SESSION DE 2005-2006

Questions posées par les Sénateurs et réponses données par les Ministres (Art. 70 du règlement du Sénat)

(Fr.): Question posée en français - (N.): Question posée en néerlandais


Vice-premier ministre et ministre de l'Intérieur

Question nº 3-3782 de Mme Thijs du 23 novembre 2005 (N.) :
Centre d'information et d'analyse en matière de trafic et de traite des êtres humains. — Fonctionnement.

Le Centre d'information et d'analyse en matière de trafic et de traite des êtres humains (CIATTEH), placé sous la tutelle du ministre de la Justice et du ministre de l'Intérieur, a été institué par l'arrêté royal du 16 mai 2004 relatif à la lutte contre le trafic et la traite des êtres humains.

Le CIATTEH poursuit un double objectif. Outre la collecte, la centralisation et l'échange de données, ce centre pourra également réaliser des analyses stratégiques afin que les actions politiques, stratégiques et, ou opérationnelles qui s'imposent puissent être menées. Le rôle du CIATTEH ne se limitera donc pas à un simple échange d'informations.

Dans la lutte contre le trafic et la traite des êtres humains, il importe que les différents acteurs concernés disposent de suffisamment d'informations et soient en mesure de mettre les connaissances et les informations acquises à la disposition d'autres services.
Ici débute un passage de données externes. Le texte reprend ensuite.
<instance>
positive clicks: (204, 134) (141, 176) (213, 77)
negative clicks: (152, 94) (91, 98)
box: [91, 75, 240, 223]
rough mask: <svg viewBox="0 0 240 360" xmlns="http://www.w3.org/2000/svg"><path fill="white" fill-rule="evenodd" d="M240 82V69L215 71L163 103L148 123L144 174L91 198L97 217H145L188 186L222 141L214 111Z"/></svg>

À cet effet, il importe que ce centre d'information et d'analyse fonctionne dans le respect de toutes les conditions techniques annexes.

La Cellule interdépartementale de coordination de la lutte contre la traite des êtres humains joue un rôle important dans le fonctionnement et la réussite du CIATTEH étant donné qu'elle doit servir d'organisme de rétroaction et de contrôle du fonctionnement du CIATTEH.

La création du CIATTEH remonte à mai 2004. Un an et demi s'est écoulé depuis lors. J'aimerais que l'honorable ministre réponde aux questions suivantes :

1. Le CIATTEH fonctionne-t-il actuellement de manière optimale ? Quelle est la situation ? Toutes les conditions techniques annexes ont-elles été respectées ?

2. La cellule interdépartementale de coordination prend-elle suffisamment à cœur sa mission d'organisme de rétroaction et de contrôle ? Quelles initiatives a-t-elle déjà prises à cet effet ?

3. Quels acteurs/services transmettent-ils des informations au CIATTEH ?

4. Pouvez-vous nous fournir un aperçu des informations relatives aux mineurs ? Combien de victimes mineures de la traite des êtres humains ont-elles été répertoriées et quel est leur statut administratif, leur pays d'origine, quel a été leur itinéraire, quel type d'exploitation ont-elles subie, ... ?

5. Quels acteurs ou services recourent-ils effectivement au CIATTEH pour faire des analyses stratégiques ?

6. Pouvez-vous me fournir un sommaire des analyses déjà effectuées ?

Réponse : L'honorable membre trouvera ci-après la réponse à sa question.

Les questions 1, 2, 3, 5 et 6 relèvent de la compétence de ma collègue la ministre de la Justice puisque le SPF Justice préside le Comité de gestion du Centre d'information et d'analyse en matière de traite et de trafic d'êtres humains (CIATEH) ainsi que la Cellule interdépartementale de coordination de la lutte contre le trafic et la traite des êtres humains.

En ce qui concerne votre quatrième question, au cours de la période du 1er janvier au 15 décembre 2005, 7 mineurs victimes de la traite des êtres humains, ont porté plainte ou fait une déclaration. Ils avaient les nationalités suivantes : soudanaise, chinoise, nigériane, bulgare, marocaine, ghanéenne et équatorienne. En ce qui concerne les victimes mineures du trafic des êtres humains, il n'y a donc aucune nationalité qui saute à l'œil.

Trois mineurs ont été trouvé dans les réseaux de prostitution. Les quatre autres ont été exploités dans différents secteurs économiques.

Ces mineurs sont en possession des documents suivants :

— 5 personnes sont en possession d'un certificat d'inscription au registre des étrangers avec une validité de 6 mois;

— 1 personne dispose d'une déclaration d'arrivée et a choisi par la suite de retourner dans son pays d'origine;

— 1 mineur a disparu avant qu'un document quelconque ne puisse lui être délivré.